Comment: This usually leads to setting up a solid home-school communication plan. It can have many parts, depending on the situation. You could touch base with certain team members every week via email, you could have a weekly phone call, or you could set up meetings every 6-8 weeks to see work samples and learn about skills and strategies your child is learning and how to support them. You could have the materials used at school for learning skills sent home if appropriate. For example, visuals for How Does my Engine Run or Size of the Problem can be shared and used on both settings. There are a lot of examples like that. Visual organizers, checklists, number lines, rubrics and any other visual supports can be sent home as well and a team member can explain to you how to use them with your child. Home-school communication plan can be entered into an IEP as an accommodation. It can also be described in the Additional Information section, or included on Service Delivery Grid A of the IEP.


 

Excuse # 8:


When you bring up a concern (for example, anxiety, depression, lack of follow through, difficulties completing homework, or behavioral problems), your team's response is, "We don’t see this issue at school, so it is a home issue. We can't provide support for something we do not see."
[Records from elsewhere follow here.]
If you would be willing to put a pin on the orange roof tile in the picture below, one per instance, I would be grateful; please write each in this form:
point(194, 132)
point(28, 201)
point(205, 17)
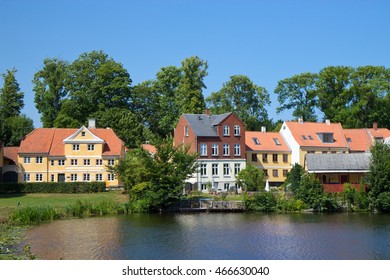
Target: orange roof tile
point(11, 153)
point(307, 134)
point(267, 141)
point(359, 140)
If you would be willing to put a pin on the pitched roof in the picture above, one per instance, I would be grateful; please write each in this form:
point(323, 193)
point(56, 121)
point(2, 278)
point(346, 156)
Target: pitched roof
point(308, 134)
point(267, 141)
point(11, 153)
point(50, 141)
point(204, 125)
point(323, 163)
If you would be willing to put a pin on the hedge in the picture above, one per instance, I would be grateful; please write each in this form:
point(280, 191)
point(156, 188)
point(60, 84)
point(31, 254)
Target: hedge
point(73, 187)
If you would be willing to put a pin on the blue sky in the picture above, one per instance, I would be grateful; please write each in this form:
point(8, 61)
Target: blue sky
point(265, 40)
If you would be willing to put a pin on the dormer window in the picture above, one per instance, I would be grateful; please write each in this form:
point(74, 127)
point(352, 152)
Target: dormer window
point(226, 131)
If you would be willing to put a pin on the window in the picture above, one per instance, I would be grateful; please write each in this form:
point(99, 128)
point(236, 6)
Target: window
point(26, 177)
point(237, 168)
point(73, 177)
point(226, 131)
point(203, 169)
point(236, 130)
point(186, 133)
point(256, 140)
point(214, 168)
point(254, 157)
point(226, 149)
point(237, 149)
point(226, 169)
point(99, 177)
point(203, 149)
point(38, 177)
point(214, 149)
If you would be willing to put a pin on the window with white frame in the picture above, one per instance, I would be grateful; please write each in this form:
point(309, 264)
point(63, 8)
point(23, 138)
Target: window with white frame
point(203, 169)
point(237, 149)
point(39, 177)
point(237, 130)
point(226, 149)
point(203, 149)
point(226, 130)
point(226, 169)
point(214, 169)
point(110, 177)
point(26, 177)
point(86, 177)
point(237, 168)
point(99, 177)
point(214, 149)
point(73, 177)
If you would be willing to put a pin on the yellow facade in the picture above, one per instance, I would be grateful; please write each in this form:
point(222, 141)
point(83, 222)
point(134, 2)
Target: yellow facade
point(276, 164)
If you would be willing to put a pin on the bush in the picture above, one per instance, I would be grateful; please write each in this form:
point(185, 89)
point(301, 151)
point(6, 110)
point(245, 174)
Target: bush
point(73, 187)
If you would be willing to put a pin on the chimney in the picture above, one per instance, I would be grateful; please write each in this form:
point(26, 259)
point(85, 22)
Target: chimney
point(91, 123)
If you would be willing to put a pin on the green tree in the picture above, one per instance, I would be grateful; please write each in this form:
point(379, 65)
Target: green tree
point(154, 181)
point(190, 89)
point(379, 176)
point(298, 93)
point(50, 90)
point(251, 179)
point(241, 96)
Your response: There isn’t a simple and quick response to this one. This can be a bit tricky. There are two considerations to it.
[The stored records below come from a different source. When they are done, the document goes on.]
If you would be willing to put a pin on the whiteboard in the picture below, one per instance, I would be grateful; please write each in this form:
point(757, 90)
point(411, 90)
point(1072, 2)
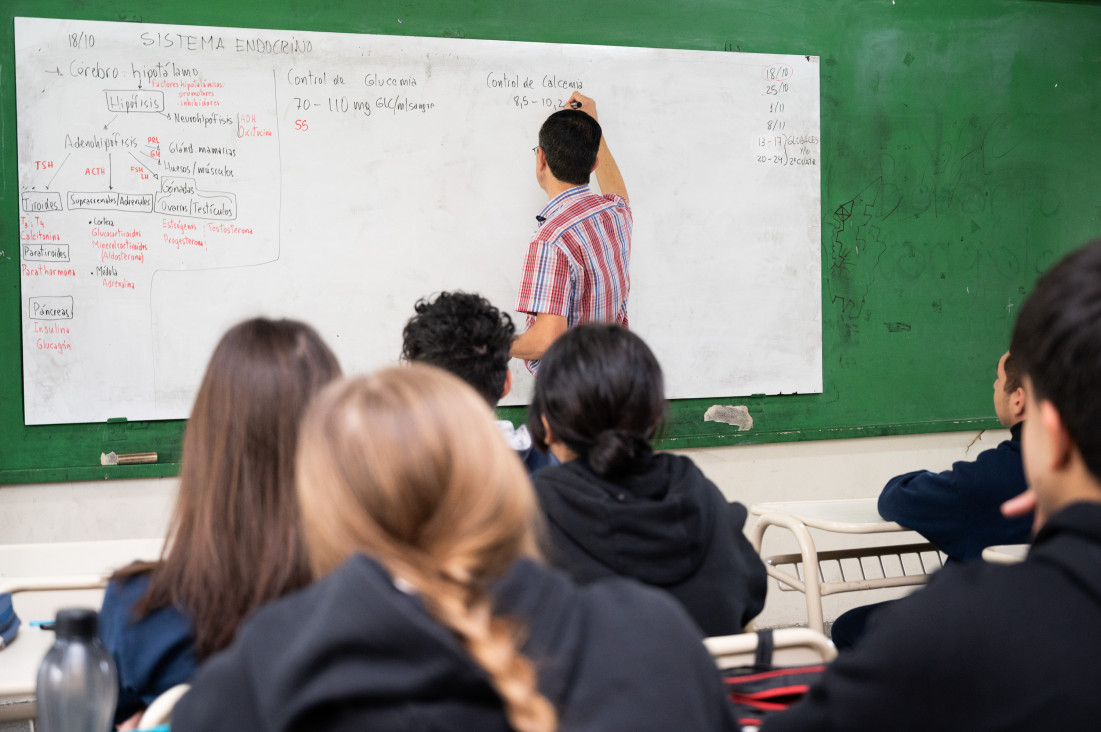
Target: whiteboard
point(176, 179)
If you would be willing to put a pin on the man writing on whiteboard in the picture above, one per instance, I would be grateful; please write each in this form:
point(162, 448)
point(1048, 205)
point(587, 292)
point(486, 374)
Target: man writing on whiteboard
point(577, 263)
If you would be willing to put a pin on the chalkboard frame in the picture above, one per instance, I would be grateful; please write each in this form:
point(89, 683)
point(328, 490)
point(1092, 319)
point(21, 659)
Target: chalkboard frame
point(947, 187)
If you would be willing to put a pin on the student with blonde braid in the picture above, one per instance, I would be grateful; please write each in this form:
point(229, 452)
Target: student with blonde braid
point(431, 608)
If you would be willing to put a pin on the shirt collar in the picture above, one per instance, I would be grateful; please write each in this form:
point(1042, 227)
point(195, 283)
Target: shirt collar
point(559, 201)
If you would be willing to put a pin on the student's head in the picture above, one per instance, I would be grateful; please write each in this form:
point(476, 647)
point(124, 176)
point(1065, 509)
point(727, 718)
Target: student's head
point(599, 393)
point(236, 538)
point(569, 140)
point(1009, 391)
point(464, 334)
point(407, 466)
point(1057, 341)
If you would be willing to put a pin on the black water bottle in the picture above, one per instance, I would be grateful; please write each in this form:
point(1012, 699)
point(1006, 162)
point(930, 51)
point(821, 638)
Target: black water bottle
point(77, 683)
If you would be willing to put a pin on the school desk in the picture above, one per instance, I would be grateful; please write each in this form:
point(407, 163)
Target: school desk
point(897, 565)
  • Some challenges, such as anxiety and depression, can be very difficult to see at school. But if the child has anxiety, he or she does not leave it at home, it definitely comes to school with the child. For that, you can ask for data collection by a trained person, such as psychologist or a guidance counselor. You can also talk to the team about when these challenges tend to come up and any subtle warning signs that they can look for while collecting data. Team members can be informed and trained to recognize these clues, and a plan can be put in place on how to address them. At the same time, your child can be taught how to self-monitor and know when he or she needs help, and how to ask for it.
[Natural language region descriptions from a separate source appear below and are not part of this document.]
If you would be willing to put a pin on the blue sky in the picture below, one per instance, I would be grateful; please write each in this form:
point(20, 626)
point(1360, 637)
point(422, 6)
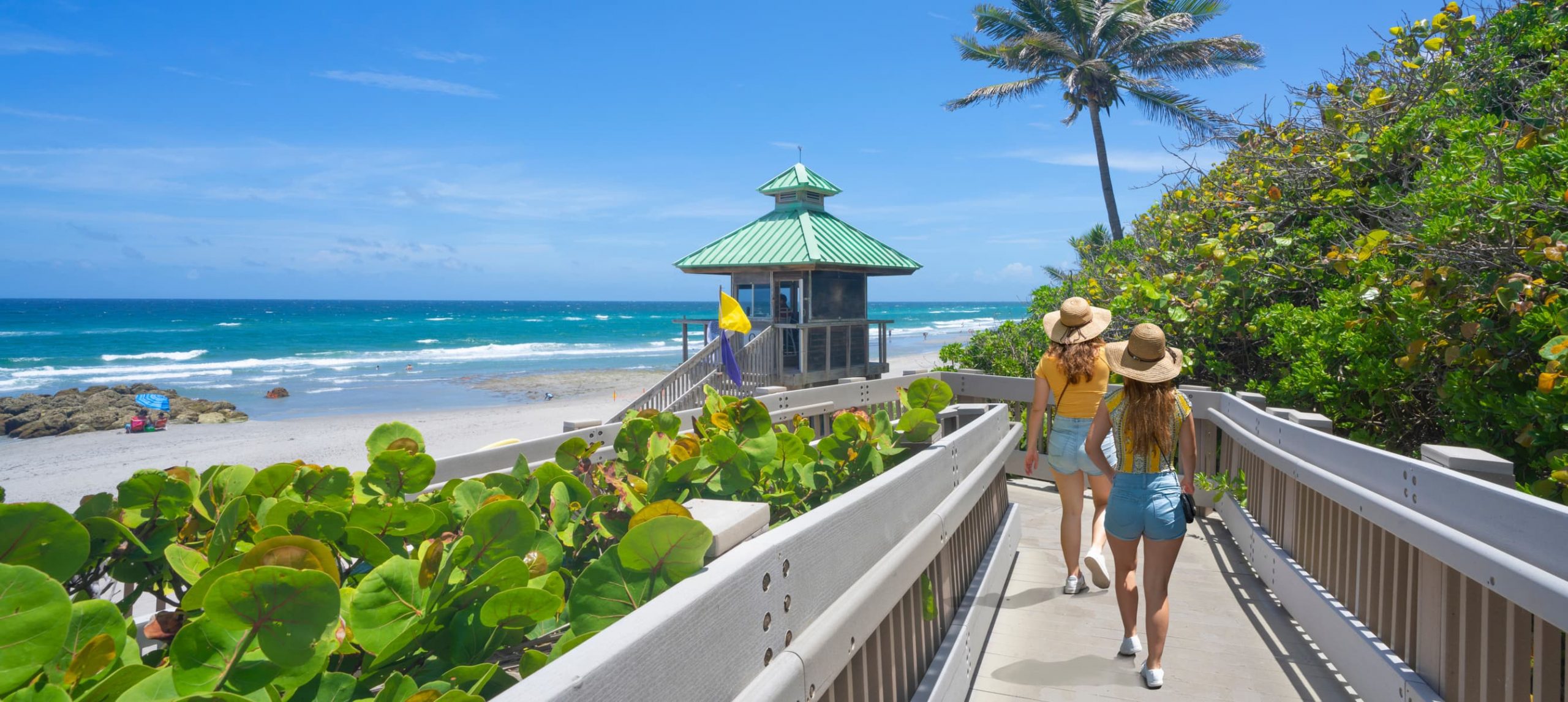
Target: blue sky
point(548, 151)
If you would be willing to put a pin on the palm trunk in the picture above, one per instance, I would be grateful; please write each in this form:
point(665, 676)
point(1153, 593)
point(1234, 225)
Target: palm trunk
point(1104, 173)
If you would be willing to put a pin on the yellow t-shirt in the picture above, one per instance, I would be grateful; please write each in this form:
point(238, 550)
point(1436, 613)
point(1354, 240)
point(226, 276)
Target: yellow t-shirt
point(1081, 399)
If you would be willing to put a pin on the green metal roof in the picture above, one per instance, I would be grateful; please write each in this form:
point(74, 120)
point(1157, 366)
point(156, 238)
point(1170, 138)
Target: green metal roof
point(799, 235)
point(799, 178)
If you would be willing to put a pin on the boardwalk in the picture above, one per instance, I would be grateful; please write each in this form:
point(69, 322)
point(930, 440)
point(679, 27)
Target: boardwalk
point(1230, 641)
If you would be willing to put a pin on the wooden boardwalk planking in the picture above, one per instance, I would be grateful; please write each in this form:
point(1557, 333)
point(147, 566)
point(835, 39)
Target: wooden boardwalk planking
point(1228, 641)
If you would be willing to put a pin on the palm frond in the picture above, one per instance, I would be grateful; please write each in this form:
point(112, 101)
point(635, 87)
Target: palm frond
point(970, 49)
point(1169, 105)
point(1202, 12)
point(1199, 58)
point(1001, 24)
point(1001, 91)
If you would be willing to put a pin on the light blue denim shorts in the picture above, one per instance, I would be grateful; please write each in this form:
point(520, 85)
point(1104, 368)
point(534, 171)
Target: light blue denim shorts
point(1065, 445)
point(1145, 505)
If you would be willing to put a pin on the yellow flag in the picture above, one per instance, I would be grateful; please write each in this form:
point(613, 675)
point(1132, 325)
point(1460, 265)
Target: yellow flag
point(731, 315)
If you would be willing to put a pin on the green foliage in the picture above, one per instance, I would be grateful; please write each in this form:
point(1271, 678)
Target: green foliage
point(1392, 253)
point(306, 582)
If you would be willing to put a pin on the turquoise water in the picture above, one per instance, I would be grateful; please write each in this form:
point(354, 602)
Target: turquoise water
point(345, 356)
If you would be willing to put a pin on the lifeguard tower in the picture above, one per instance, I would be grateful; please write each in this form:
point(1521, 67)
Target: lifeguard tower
point(802, 274)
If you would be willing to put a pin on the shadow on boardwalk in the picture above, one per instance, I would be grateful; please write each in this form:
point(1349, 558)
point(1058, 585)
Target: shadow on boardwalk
point(1230, 640)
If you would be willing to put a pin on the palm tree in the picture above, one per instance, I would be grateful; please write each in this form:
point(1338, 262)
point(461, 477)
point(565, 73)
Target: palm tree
point(1101, 52)
point(1088, 248)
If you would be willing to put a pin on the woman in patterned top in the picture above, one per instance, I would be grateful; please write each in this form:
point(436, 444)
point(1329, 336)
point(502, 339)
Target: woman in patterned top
point(1152, 423)
point(1073, 375)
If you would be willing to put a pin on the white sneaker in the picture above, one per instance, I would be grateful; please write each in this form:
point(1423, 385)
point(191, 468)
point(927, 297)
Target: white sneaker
point(1074, 585)
point(1153, 677)
point(1096, 569)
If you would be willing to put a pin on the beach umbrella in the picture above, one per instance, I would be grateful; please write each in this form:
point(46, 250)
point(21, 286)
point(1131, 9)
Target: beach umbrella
point(153, 402)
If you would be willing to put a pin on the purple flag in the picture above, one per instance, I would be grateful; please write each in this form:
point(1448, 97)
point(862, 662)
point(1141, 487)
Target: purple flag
point(731, 366)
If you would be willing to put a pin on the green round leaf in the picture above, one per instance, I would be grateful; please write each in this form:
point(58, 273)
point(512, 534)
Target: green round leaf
point(272, 481)
point(287, 608)
point(153, 689)
point(157, 491)
point(382, 437)
point(671, 544)
point(35, 625)
point(88, 619)
point(187, 563)
point(198, 593)
point(116, 684)
point(499, 530)
point(43, 537)
point(297, 552)
point(328, 687)
point(386, 602)
point(519, 608)
point(396, 472)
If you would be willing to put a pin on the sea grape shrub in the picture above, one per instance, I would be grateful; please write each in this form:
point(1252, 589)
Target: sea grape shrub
point(308, 582)
point(736, 451)
point(304, 582)
point(1390, 253)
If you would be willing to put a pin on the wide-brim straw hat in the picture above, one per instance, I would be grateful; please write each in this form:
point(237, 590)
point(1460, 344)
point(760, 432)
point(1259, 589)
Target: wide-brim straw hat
point(1076, 322)
point(1144, 356)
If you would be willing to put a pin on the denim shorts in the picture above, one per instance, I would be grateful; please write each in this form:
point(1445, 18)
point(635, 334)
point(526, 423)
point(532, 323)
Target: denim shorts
point(1145, 505)
point(1065, 445)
  • The second consideration is called generalization, which is taking the skills that the child learned in one setting, such as school, and being able to use them in another setting, such as home or community. This also refers to using skills with different people, in different situations, every time when needed. School is responsible for generalization of skills. If it is not happening, you can request for generalization objectives to be included in the IEP. This means that objectives would specify that your child has to show the skill in more than one situation and with more than one person. That helps with generalization. As in the previous example, you can also request that team members communicate with you on how you can support generalization of skills to you home.


 

Excuse #9:


When you are requesting a service or support for your child and the answer is along the following lines:


  • "Based on our district standards, you child does not qualify for X service /support"

  • “In our district, we do not do IEPs for children with health disabilities”

  • “In our district, we provide social skills training only for students with autism”

  • “In our district, we only provide ESY (summer services) for students with very severe disabilities”

  • In our district, we do not take sensory issues into consideration”

Your Response: “There are standards and mandates that are defined by federal and state special education laws, and the district has to comply with these standards. The district cannot create its own set of standards that are not consistent with what the law says.”


Comment: The problem here is that the district is saying that they have their own set of rules for making special education decisions. That is not legal. What you might want to do in this situation, is to ask the team to review the law together to see what exactly it says. School's decisions can only be based on that. You can also ask for a copy of the district policy that is being quoted to you, in writing. Most likely it does not exist, and if it does, it will be evidence that the district is not following the law. You should know the legal situation around the request you are making.